FutbolHaber

Şampiyonlar Ligi’nden affımızı isteyelim

Anında ‘unutulmaz maçlar’ kategorisinin baş köşesine kurulan Real Madrid-Barcelona mücadelesinin 52. dakikası… Iniesta bir hareketle 180 derece dönüyor, bir anda iki Real’liyi Barça kalesi tarafında bırakıyor. Yer orta saha ama hareket gol kadar heyecanlandırıcı… Televizyon bu hareketi ağır çekimde tekrarlıyor.

Benim futbolcum balet olacak

Geçen hafta, “Dizilişler kendilerini bozarak, ortadan kaldırarak ilerliyor, yeni anlamlar kazanıyor. Futbol belki sadece kalecinin yerinin belli olduğu ilk günlere dönüyor” demiştim. Geleceğe yönelik bir kestirmeydi. Ancak cumartesi gecesi Bernabeu’da gelecek geçmiş olmuş bulunuyor.

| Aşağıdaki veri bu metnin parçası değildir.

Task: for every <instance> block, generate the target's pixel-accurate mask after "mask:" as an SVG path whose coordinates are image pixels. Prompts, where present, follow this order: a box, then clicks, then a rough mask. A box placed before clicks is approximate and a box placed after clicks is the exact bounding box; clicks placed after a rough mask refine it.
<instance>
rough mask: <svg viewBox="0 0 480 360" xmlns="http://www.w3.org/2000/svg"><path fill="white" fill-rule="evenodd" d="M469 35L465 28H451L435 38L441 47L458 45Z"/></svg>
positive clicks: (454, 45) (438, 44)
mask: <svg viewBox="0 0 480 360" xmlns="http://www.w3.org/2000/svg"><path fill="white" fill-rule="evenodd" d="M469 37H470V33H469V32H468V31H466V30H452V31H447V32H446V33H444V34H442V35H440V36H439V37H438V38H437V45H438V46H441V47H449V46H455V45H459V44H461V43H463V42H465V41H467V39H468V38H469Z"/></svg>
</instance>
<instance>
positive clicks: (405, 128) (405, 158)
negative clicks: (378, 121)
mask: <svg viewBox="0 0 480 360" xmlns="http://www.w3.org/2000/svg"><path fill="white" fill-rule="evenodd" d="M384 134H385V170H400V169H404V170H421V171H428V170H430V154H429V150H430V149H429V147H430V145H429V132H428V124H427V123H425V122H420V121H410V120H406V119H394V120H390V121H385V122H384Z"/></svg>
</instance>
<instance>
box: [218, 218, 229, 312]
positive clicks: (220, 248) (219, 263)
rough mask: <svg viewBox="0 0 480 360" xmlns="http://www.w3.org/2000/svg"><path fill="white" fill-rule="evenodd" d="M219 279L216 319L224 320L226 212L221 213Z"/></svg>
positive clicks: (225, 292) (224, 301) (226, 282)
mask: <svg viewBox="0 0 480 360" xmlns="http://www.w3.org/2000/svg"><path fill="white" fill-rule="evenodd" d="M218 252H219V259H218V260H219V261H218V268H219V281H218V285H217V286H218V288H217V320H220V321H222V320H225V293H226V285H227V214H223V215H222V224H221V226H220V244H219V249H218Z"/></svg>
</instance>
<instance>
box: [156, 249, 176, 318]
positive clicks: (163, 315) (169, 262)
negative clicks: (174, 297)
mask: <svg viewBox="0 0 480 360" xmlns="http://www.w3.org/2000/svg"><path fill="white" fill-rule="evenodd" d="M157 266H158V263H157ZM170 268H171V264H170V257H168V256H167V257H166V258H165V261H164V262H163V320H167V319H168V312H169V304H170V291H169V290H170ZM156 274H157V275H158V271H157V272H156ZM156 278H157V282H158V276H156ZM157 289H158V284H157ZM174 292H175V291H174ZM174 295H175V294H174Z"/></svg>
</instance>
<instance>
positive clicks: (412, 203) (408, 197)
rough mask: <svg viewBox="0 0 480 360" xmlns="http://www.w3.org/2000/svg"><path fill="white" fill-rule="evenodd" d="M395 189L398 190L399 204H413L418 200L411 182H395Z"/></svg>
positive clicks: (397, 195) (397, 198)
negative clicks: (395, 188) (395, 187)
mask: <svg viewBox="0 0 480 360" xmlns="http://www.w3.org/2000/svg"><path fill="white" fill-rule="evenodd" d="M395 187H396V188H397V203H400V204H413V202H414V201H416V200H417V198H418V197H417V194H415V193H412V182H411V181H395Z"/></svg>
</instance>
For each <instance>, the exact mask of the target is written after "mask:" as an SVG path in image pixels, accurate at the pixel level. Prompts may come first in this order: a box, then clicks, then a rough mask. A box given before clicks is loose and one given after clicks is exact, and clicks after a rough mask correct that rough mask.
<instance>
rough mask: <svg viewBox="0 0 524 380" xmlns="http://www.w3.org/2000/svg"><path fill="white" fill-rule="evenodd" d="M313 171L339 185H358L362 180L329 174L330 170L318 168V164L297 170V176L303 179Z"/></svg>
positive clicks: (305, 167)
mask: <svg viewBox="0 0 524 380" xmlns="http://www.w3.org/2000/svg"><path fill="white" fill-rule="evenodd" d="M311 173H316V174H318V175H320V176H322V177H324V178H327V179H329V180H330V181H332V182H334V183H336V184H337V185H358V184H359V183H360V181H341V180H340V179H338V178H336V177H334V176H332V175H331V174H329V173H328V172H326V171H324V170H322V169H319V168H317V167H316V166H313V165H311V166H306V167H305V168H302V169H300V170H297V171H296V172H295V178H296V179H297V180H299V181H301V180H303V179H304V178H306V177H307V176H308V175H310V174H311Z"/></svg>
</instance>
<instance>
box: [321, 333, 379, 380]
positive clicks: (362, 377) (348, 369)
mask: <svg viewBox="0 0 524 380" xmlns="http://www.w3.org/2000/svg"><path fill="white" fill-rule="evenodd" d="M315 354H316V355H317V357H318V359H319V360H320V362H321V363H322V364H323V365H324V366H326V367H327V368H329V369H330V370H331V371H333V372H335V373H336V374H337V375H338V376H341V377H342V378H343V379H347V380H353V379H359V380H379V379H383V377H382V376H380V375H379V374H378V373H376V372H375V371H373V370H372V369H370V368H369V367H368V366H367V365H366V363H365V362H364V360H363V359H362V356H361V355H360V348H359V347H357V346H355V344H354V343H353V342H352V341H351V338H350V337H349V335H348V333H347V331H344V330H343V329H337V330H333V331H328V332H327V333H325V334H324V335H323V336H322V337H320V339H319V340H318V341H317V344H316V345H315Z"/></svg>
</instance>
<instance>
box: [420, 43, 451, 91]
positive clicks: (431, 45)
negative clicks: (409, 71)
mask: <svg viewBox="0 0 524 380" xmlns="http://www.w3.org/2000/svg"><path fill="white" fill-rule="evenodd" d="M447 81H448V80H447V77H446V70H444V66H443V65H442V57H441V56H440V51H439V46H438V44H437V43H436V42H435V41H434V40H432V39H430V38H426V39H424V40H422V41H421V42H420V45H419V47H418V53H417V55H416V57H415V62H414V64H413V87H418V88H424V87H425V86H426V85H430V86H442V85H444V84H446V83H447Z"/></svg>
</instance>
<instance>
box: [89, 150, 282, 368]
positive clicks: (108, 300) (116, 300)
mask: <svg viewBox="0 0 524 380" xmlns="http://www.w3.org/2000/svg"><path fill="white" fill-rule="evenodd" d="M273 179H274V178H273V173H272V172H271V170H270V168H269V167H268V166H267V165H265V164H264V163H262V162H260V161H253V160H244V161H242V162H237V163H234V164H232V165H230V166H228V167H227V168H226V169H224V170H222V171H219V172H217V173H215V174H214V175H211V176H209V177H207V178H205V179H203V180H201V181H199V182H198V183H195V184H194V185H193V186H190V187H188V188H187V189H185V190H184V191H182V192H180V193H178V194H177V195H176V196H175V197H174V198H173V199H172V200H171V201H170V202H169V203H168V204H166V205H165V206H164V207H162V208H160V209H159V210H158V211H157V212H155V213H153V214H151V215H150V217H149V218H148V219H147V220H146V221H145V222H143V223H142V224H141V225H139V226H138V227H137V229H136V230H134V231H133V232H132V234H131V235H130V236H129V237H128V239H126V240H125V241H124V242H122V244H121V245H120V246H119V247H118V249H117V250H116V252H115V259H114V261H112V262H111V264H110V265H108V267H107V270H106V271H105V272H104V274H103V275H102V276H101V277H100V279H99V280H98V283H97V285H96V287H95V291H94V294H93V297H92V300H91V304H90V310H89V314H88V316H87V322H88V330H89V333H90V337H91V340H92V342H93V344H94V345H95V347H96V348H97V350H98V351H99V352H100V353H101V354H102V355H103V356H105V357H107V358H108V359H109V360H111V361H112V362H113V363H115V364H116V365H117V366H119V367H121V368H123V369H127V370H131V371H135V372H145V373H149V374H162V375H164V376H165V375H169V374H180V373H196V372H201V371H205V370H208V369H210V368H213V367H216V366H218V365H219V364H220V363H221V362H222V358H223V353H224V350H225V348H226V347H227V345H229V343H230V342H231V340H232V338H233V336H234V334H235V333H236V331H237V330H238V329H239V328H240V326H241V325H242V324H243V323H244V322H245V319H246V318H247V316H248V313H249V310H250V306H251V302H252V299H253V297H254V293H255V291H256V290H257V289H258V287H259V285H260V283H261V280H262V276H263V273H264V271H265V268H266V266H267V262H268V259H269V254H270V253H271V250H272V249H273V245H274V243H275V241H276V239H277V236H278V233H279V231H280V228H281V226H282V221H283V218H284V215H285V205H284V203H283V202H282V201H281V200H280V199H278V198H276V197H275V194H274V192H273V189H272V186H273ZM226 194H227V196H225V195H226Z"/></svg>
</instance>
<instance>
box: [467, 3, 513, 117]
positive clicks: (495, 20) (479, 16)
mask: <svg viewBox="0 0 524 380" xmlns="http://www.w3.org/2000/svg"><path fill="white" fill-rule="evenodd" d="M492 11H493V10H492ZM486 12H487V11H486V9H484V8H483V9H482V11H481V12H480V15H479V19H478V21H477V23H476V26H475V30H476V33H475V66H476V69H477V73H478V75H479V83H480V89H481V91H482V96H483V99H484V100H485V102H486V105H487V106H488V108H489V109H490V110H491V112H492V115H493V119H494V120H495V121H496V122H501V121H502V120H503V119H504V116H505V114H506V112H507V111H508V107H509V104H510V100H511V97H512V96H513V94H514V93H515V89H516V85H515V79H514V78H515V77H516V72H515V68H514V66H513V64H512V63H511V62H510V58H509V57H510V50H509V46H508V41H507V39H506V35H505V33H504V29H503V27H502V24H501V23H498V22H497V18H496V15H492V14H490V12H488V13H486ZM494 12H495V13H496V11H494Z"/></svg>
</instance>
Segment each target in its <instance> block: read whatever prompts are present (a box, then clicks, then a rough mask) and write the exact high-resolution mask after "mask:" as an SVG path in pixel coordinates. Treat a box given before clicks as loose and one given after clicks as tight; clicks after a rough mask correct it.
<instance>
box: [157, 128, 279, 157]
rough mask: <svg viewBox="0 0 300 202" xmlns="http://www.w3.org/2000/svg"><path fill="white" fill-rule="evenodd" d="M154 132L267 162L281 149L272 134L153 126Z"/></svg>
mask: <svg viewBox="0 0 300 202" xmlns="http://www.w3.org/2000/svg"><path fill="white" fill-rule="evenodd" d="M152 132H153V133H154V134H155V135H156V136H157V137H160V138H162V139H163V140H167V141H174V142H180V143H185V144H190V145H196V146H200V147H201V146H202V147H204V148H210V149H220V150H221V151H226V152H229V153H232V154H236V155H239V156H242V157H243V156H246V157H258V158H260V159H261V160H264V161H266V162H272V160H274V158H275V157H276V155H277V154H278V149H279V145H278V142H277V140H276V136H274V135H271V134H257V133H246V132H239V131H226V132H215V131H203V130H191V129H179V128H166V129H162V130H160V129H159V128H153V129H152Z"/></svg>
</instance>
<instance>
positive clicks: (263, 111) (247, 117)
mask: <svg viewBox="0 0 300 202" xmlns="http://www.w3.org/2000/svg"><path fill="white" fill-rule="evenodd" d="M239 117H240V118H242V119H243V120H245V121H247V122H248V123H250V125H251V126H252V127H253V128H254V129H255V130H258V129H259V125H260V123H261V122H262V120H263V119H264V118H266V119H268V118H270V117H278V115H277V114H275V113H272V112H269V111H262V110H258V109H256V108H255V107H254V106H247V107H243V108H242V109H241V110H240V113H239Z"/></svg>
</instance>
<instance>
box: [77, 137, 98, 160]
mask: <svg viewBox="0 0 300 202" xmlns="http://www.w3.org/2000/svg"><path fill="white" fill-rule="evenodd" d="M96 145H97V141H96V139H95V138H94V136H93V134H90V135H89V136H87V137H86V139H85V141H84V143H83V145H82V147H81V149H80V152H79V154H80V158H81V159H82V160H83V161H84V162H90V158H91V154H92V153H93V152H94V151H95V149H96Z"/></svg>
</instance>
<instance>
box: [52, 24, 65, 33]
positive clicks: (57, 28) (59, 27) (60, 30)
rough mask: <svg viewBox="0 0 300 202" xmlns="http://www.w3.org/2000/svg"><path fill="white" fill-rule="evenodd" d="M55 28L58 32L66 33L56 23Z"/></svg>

Barça’nın oynadığı oyuna, futbolun değil balenin terimleriyle bakıyorum bir süredir… Minik takımlardan A takıma kadar gelişerek süren bir koreografileri var. Bir kültür artık. 4-3-3 gibi diziliyorlar sahaya. Ancak oyun başladığında bu diziliş her an bozulup değişerek müthiş bir hareketliliğe yerini bırakıyor… Koreografinin temeli, çok hareket eden üçlü bir orta alan… Bu alandaki Iniesta, Xavi gibi, sonradan giren Busquets gibi başrol oyuncularının altyapıdan gelmesi, yani Barça kültüründen yetişmiş olması rastlantı değil. Kenardaki ‘stajyer hoca’ Guardiola’nın da. Savunma göbeğinde baleyi yöneten Puyol’un da.

Savunmacı denince iri yarı stoperleri, yani sadece ‘durdurucu’ ve ‘kesicileri’ anlayanlar için garip bir oyuncu Puyol. Real’in ilk golünde olduğu gibi adamını kaçırıyor, ikinci golünde olduğu gibi duran toplara kafa vuramıyor. Ama ne yapıyor? Rakipten çabuk hareket ediyor, tehlikeli olmayan alanda rakibi karşılıyor. En önemlisi topu kazandığında en verimli şekilde oyunu geriden kuruyor, gidip etkin alanda gol kovalıyor.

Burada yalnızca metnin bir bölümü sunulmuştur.